“¿El mundo se va a acabar?” ” –Sí, estoy convencido de ello. El fin no puede tardar en llegar porque, si analizamos bien las cosas, ya se ha descubierto todo lo que había que descubrirse. Ya el hombre ha inventado todo lo que podía inventar. Eso es señal de que el mundo llega a su fin”, vaticinaba Charles.H.Duell allá por el siglo diecinueve. Resulta casi irónico que el propio comisario de la Oficina de Patentes de los EEUU augurara el fin de la humanidad y, en consecuencia, pidiera el cierre total de la oficina. Pero más irónico le parecería a Duell que dos siglos después,su frase perteneciera a la base de datos de Google.
Con la llegada de la digitalización parece que el ingenio se agudiza y no cesan de aparecer inventos innecesarios, al menos,hasta que los inventan. Pero sin duda uno de los mejores hallazgos habidos y por haber es Twitter. El pajarito azul domina la vida de todos y cada uno de los allegados a Internet. Jamás nadie se había interesado en saber qué pasaba por la cabeza de un conocido cualquiera a las ocho de la mañana. Y, quizá ahora tampoco, pero es bueno saberlo, ¿no?. De hecho, da la casualidad que @ceade se levanta cansado; “Buenos días! Qué cansado estoy!”. ¡Vaya!, casualmente yo también, rt. Y así fue durante sus primeros años de vida. Todo lo cotidiano se trasladaba a una red social poco segura y desconocida, incluso aquel enemigo de las redes sociales se hacía con uno. Al final, la estrategia cumplía su objetivo: todos cazados por la red.
Sin embargo, los medios de comunicación lo vieron claro. ¡Esta es la mía!, dijeron al unísono. Una nueva herramienta para el periodismo nacía y, encima, totalmente gratuita, teniendo en cuenta la inminente situación de crisis que sufren las empresas informativas. Los principales gigantes de la comunicación se hacían con el poder de Twitter para publicar la última hora de las noticias. Hasta ahí todo bien. El problema aparece cuando el medio, periodísticamente hablando, no es el fin para la audiencia. El perfil del consumidor ha cambiado, estos ya no esperan a comprar un periódico y buscar las noticias del día (ya obsoletas y poco actualizadas por su periodicidad), o a encender la televisión y la radio y buscar canales y emisoras que les proporcionen la agenda del día. El usuario no consume sino que produce. La noticia corre a cargo de aquel que tuitea, de aquel que publica el enlace o la foto.

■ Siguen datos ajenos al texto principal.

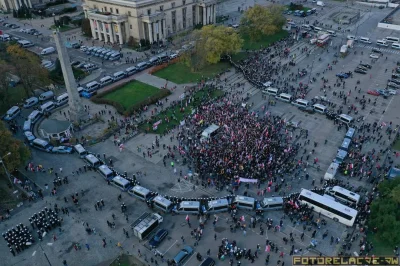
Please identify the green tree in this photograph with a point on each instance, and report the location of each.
(87, 31)
(260, 21)
(212, 42)
(385, 212)
(19, 153)
(27, 68)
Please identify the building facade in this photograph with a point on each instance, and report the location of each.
(115, 21)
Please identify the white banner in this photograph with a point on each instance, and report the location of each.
(248, 180)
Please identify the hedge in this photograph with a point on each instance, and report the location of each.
(122, 110)
(164, 65)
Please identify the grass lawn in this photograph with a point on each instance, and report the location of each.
(239, 56)
(15, 96)
(126, 260)
(132, 93)
(380, 247)
(396, 145)
(177, 114)
(263, 41)
(179, 73)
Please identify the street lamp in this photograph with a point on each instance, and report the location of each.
(5, 169)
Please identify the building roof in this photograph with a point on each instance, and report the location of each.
(52, 126)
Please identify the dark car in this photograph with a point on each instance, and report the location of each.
(377, 51)
(360, 71)
(208, 262)
(158, 238)
(366, 66)
(76, 45)
(330, 114)
(307, 109)
(394, 81)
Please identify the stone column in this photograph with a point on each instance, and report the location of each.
(92, 28)
(204, 15)
(111, 30)
(150, 33)
(74, 101)
(214, 14)
(100, 28)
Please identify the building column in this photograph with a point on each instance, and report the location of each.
(92, 29)
(100, 29)
(150, 33)
(204, 15)
(111, 30)
(214, 14)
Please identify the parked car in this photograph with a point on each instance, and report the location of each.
(29, 136)
(342, 75)
(183, 255)
(75, 45)
(360, 71)
(62, 149)
(75, 63)
(307, 109)
(373, 92)
(393, 85)
(158, 238)
(366, 66)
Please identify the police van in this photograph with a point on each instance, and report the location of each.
(350, 133)
(271, 91)
(106, 172)
(92, 160)
(345, 119)
(163, 204)
(301, 103)
(220, 205)
(273, 203)
(319, 108)
(121, 183)
(284, 97)
(141, 193)
(187, 207)
(242, 202)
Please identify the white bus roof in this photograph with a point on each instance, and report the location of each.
(328, 202)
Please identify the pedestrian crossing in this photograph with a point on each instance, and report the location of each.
(384, 50)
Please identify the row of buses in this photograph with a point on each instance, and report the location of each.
(328, 205)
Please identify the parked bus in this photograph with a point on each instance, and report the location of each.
(343, 195)
(332, 209)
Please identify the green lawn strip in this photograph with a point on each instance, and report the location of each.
(175, 115)
(264, 41)
(179, 73)
(380, 247)
(396, 145)
(15, 95)
(132, 93)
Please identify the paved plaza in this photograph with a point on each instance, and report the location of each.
(152, 174)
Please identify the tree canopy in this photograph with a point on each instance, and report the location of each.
(385, 212)
(19, 153)
(210, 43)
(261, 21)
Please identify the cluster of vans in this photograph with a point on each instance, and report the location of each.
(104, 53)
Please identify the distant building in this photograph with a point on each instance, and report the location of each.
(115, 21)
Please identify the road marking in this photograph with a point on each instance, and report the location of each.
(170, 247)
(188, 259)
(386, 109)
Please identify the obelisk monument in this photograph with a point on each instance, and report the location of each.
(75, 104)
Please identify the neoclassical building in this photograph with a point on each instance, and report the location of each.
(154, 20)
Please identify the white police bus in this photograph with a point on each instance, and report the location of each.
(325, 206)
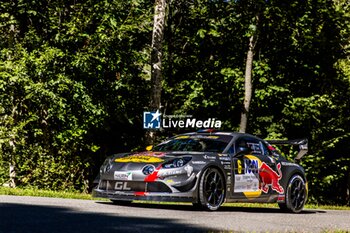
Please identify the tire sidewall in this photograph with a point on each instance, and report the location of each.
(202, 199)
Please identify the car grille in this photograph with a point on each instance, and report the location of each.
(134, 186)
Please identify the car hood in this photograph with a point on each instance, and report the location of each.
(135, 161)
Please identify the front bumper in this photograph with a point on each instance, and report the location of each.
(145, 196)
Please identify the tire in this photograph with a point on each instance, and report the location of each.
(120, 202)
(211, 190)
(296, 195)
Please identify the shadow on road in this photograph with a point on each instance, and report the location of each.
(16, 218)
(189, 207)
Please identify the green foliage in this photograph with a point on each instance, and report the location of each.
(74, 81)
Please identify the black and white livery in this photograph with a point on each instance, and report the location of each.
(207, 169)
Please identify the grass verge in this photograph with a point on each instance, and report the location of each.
(84, 196)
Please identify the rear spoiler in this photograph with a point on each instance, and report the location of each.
(302, 143)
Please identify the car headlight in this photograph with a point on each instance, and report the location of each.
(178, 162)
(106, 166)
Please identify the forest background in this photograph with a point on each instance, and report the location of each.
(75, 81)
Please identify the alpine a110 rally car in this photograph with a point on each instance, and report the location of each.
(207, 169)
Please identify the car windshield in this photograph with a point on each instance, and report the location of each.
(198, 143)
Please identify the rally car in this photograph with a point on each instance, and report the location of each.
(207, 169)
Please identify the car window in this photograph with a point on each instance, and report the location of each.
(194, 143)
(250, 143)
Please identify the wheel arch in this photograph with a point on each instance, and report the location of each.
(201, 173)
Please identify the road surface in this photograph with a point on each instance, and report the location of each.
(39, 214)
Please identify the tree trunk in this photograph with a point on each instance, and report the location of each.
(247, 86)
(156, 62)
(156, 54)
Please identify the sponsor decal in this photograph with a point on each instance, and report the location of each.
(255, 147)
(198, 162)
(289, 164)
(270, 178)
(189, 170)
(281, 198)
(122, 175)
(139, 159)
(152, 177)
(209, 157)
(239, 166)
(154, 120)
(171, 173)
(251, 166)
(247, 177)
(122, 186)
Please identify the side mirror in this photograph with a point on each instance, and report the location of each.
(241, 151)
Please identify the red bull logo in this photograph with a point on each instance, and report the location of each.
(270, 178)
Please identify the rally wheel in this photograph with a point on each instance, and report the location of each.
(296, 195)
(211, 189)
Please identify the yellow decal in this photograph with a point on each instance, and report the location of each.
(182, 137)
(253, 194)
(239, 166)
(139, 159)
(213, 137)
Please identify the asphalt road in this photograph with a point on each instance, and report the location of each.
(39, 214)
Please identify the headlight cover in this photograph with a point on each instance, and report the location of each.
(178, 162)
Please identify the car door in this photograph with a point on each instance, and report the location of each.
(251, 171)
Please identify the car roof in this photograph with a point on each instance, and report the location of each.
(233, 134)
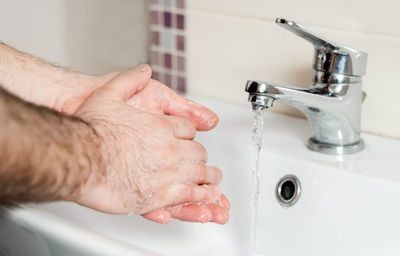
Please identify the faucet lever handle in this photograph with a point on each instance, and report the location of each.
(329, 57)
(307, 35)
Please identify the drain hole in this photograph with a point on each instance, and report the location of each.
(288, 190)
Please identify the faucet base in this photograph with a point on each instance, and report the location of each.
(332, 149)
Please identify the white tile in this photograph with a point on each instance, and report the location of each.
(225, 51)
(369, 16)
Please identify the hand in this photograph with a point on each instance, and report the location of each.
(149, 160)
(158, 98)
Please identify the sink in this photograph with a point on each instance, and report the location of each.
(348, 205)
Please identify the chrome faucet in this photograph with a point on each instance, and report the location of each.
(332, 104)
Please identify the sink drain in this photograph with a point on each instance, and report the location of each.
(288, 190)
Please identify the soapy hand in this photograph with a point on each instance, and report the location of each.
(151, 165)
(158, 98)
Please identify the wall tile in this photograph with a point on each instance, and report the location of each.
(225, 51)
(369, 16)
(167, 42)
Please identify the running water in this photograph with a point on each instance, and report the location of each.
(255, 179)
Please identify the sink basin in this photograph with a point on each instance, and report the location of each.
(348, 205)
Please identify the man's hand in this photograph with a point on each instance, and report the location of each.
(151, 160)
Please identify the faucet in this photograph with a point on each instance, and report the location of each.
(332, 104)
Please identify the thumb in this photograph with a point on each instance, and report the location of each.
(127, 83)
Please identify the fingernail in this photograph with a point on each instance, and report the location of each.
(142, 67)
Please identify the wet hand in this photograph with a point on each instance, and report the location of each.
(149, 160)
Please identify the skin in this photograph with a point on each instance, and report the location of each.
(147, 162)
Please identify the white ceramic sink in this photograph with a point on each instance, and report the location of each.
(348, 205)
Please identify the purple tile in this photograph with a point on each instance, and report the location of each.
(167, 60)
(180, 43)
(180, 63)
(155, 58)
(168, 80)
(155, 38)
(167, 19)
(180, 4)
(168, 3)
(180, 21)
(155, 76)
(181, 84)
(154, 18)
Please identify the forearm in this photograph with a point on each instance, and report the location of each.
(38, 81)
(44, 155)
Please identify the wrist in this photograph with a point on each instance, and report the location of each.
(89, 162)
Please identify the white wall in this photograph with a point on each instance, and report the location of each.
(231, 41)
(93, 36)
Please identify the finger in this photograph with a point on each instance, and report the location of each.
(192, 213)
(162, 216)
(199, 173)
(183, 128)
(219, 214)
(192, 151)
(174, 104)
(192, 194)
(129, 82)
(225, 202)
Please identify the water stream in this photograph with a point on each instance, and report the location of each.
(257, 133)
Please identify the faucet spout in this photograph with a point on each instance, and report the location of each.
(332, 109)
(332, 104)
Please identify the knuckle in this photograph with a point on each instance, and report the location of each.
(201, 172)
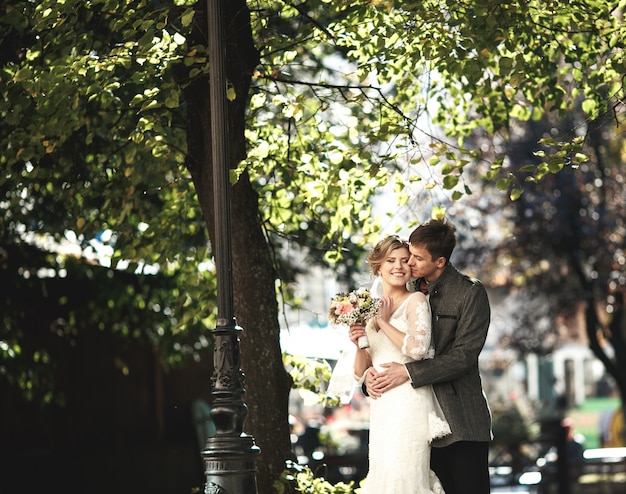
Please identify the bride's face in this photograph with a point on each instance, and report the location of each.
(395, 268)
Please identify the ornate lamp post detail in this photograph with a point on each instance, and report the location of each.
(229, 456)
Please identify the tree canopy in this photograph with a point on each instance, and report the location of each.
(105, 128)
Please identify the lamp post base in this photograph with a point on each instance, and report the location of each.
(229, 465)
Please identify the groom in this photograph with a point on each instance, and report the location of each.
(460, 319)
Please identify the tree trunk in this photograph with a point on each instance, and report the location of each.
(267, 384)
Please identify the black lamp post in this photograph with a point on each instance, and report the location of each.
(229, 455)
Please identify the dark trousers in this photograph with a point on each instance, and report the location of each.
(462, 467)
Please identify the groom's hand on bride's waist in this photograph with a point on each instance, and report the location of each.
(392, 375)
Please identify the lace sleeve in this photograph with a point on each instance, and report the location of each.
(417, 344)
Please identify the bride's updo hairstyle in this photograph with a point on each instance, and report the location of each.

Todo parece indicar que los medios de comunicación han perdido la batalla contra Twitter. Se trata de consecuencias que, probablemente, estén provocadas por la necesidad de participar y sentirse parte de la noticia, no sólo los tuiteros, sino toda la audiencia que ha estado sin voz mucho tiempo. Sin embargo, la evolución de esta red social cada día está más corrompida por la misma voz que ha gritado alto. El insulto, la falta de respeto, el agravio y los comentarios ofensivos están a la orden del día en un espacio en el que parece imposible publicar más que una frase. La infoxicación es el problema principal que ocupa una de sus desventajas. Esta sobrecarga de información colapsa a diario los dispositivos con ‘trending topics’ o ‘tendencias’ faltas de argumentos o comunicación de alguna manera productiva.
Los últimos ejemplos provienen del reciente asesinato de la presidenta del PP de León, Isabel Carrasco, del que muchos perfiles anónimos han participado a través de sus Twitters con comentarios a favor del delito. Por otro lado, justo ayer, 2 de junio, abdicaba el Rey Don Juan Carlos I de la corona de España cediéndosela a su hijo el Príncipe de Asturias, Felipe. Las redes sociales ardían en comentarios antimonárquicos y publicaban fotos y vídeos fuera de lugar. Toda una avalancha de ciudadanos atacándose entre sí. Una batalla campal a través de la red.
La respuesta y la solución ha de estar en los medios de comunicación. Estos deben hacerse con el control de las redes sociales, en este caso Twitter, y educar a una población que,a falta de leer y documentarse,sólo expone comentarios faltos de trasfondo. Una realidad que incrementa, quizá,por la crisis, por la desesperación de muchos por no encontrar una alternativa a políticas corruptas o escándalos económicos. Por ello, se deduce que algo está fallando y que el encargo más importante de los medios, el de educar, es una realidad disfrazada por el momento.
Aún queda mucho por inventar pero, sobre todo, queda mucho por aprender. ¿La prioridad? El respeto. ¿El objetivo? La información.